Retail had an arc that from my early memories in the early 60's went from warehouse like buildings for large retailers and smaller general stores to department stores that were more upscale to Malls and then Gallerias that were the pinnacle of the brick and mortar retail outlets.  The move to more upscale stores coincided with the increase in buying power of the middle class and spoke of the more upscale expectations the middle class had.  By the late 70's though the middle class were shutout of the gains in productivity they once had and by the early 80's the retail world reached its peak as a lagging indicator.  By the mid 80's Malls were in decline and by the early 90's the move back to discount warehouse outlets was in full swing.  All of this preceded the internet lets remember.

So, as the working class was shutout of the gains in productivity there income expectations began to decline and that decline, lagging the cause by 5+ years, resulted in the working class setting there sights lower for the first time since the Great Depression. 

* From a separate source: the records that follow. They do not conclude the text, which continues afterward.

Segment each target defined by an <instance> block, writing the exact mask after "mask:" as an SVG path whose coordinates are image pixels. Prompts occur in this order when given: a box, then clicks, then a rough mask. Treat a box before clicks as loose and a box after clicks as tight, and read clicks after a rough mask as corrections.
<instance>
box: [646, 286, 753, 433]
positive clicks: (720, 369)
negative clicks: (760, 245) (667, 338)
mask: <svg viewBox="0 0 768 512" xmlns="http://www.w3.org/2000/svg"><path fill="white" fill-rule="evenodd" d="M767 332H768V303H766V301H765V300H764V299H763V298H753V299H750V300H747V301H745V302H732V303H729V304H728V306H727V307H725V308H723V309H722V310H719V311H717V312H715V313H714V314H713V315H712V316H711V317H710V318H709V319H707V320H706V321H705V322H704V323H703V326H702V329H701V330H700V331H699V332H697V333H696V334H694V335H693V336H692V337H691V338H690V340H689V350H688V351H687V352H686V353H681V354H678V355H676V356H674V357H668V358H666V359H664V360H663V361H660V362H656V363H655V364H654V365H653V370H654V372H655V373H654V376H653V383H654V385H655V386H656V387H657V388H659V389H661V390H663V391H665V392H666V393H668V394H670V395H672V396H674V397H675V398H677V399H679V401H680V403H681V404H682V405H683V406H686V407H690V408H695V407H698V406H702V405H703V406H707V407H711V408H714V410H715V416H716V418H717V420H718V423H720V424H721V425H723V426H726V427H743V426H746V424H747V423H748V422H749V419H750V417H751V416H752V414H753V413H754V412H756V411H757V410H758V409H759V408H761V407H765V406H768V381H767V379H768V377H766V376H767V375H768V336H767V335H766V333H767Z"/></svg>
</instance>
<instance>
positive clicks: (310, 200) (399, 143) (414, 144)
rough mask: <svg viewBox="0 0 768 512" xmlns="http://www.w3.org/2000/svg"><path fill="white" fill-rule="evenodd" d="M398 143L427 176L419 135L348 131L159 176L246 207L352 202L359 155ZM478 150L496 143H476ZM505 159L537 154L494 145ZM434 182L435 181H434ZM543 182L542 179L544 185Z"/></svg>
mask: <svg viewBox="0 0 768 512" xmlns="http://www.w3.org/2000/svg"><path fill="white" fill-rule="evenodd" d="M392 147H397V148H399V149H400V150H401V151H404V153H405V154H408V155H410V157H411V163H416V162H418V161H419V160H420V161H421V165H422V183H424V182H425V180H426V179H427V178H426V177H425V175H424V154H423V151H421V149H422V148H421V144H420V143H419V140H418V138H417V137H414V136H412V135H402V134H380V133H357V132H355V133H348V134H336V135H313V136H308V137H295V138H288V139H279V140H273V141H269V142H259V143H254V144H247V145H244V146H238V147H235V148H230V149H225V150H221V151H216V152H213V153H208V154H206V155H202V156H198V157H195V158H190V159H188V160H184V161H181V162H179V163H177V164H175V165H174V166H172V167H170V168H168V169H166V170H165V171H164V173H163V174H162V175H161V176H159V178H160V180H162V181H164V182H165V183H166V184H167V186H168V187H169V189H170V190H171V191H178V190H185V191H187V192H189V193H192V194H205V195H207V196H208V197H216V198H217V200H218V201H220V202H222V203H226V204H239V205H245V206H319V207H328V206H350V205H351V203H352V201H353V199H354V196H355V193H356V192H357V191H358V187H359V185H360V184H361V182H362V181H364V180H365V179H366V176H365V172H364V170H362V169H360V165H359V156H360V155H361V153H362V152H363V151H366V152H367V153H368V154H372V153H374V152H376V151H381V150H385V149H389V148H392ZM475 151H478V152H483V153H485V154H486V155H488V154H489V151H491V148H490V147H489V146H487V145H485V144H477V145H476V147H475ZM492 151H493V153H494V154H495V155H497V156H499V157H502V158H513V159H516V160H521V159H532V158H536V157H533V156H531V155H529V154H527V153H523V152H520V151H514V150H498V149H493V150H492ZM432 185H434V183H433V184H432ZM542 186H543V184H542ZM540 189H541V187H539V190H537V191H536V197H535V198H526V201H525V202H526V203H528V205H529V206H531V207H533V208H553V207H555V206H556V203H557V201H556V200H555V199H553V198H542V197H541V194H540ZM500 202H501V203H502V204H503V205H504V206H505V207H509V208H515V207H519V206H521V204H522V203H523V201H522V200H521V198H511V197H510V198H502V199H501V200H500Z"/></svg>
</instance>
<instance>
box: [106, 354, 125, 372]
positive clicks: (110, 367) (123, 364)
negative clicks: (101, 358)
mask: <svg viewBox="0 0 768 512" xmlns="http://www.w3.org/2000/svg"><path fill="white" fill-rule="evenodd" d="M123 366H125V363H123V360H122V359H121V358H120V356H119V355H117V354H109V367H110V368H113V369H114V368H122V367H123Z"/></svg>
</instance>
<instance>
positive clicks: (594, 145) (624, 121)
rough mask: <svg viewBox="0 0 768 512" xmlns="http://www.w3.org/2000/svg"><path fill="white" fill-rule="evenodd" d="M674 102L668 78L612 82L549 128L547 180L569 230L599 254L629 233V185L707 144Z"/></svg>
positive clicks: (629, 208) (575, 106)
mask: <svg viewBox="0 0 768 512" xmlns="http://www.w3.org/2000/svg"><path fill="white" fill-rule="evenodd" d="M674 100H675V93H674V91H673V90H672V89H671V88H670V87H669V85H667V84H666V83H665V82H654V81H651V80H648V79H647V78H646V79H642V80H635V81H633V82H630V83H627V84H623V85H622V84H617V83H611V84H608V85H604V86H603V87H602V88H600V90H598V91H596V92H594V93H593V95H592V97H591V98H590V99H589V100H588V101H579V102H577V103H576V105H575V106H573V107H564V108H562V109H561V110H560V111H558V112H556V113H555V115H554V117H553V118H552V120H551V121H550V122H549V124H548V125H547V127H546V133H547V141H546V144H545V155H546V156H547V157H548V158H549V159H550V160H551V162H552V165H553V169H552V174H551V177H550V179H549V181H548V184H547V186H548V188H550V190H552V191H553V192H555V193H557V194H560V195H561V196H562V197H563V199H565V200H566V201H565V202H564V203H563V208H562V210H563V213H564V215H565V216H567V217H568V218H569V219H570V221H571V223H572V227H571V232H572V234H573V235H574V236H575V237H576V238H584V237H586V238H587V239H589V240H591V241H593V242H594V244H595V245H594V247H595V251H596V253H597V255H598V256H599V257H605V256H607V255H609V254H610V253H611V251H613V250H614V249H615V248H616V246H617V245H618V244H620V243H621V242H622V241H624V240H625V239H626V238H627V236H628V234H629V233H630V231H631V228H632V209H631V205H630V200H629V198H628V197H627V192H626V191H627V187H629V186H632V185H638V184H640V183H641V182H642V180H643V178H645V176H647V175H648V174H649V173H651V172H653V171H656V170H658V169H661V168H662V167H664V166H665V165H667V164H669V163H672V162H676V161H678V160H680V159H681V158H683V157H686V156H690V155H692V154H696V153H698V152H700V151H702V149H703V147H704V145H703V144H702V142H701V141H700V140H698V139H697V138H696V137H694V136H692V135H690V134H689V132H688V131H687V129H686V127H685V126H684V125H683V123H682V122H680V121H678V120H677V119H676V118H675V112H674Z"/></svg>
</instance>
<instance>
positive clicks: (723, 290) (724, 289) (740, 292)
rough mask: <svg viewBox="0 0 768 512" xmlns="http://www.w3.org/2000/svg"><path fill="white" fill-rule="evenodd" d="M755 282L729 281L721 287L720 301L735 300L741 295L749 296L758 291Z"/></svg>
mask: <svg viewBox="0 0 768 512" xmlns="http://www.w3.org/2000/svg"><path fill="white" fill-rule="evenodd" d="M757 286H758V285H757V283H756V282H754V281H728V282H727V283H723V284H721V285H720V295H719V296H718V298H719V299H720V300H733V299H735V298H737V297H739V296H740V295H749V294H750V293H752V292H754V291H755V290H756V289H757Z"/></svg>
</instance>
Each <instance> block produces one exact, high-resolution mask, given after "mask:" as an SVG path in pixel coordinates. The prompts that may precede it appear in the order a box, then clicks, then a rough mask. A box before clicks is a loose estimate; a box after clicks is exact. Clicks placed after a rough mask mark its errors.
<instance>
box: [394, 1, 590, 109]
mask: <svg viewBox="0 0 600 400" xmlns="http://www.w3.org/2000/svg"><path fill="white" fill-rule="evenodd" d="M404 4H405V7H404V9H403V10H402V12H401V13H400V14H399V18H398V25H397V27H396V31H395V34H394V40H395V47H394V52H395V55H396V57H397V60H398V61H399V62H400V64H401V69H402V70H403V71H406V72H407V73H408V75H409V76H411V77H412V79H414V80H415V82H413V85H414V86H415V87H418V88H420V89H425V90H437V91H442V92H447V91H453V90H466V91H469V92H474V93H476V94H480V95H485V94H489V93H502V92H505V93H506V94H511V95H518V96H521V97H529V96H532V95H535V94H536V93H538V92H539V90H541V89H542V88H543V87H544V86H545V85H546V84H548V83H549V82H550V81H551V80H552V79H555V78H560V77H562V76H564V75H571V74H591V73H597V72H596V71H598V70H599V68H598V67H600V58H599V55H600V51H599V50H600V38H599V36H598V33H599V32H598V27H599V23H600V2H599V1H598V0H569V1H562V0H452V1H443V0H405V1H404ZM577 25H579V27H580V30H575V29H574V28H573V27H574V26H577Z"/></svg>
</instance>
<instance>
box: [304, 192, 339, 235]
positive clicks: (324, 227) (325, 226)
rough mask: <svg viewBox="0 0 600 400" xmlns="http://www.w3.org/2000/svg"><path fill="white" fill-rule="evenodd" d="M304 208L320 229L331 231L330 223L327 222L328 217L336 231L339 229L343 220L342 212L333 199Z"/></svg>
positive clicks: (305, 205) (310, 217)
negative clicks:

By the mid 90's the PC had come of age and the Internet was just then becoming something useful and those two things were the final nail in retails coffin.  The smartphone was the hammer that drove the nail in hard.

As a child in the early 60's the large retail store we went to, Big Ben if I remember correctly, was a largish warehouse style department store built from a WWII Quonset hut like hangar building and the items were racked much like a Costco is today.  Not long after that my mom got a job at the newly opened Montgomery Wards which was typical of the next step with somewhat more upscale facilities.  By the late 60's we had our first Mall and by the late 70's the first Galleria.  That arc then reversed with the Malls dying a slow death as anchor stores went under and foot traffic slowed and the rise of the big box warehouse style stores like Wal*Mart and Costco grabbing up the working class shoppers while upscale shoppers continued to shop at the boutiques that only they could afford.  Interesting that this arc played out within a single lifetime.  I should add in case someone thinks I grew up in some backwater that I grew up in NY and within 75 minutes of NYC.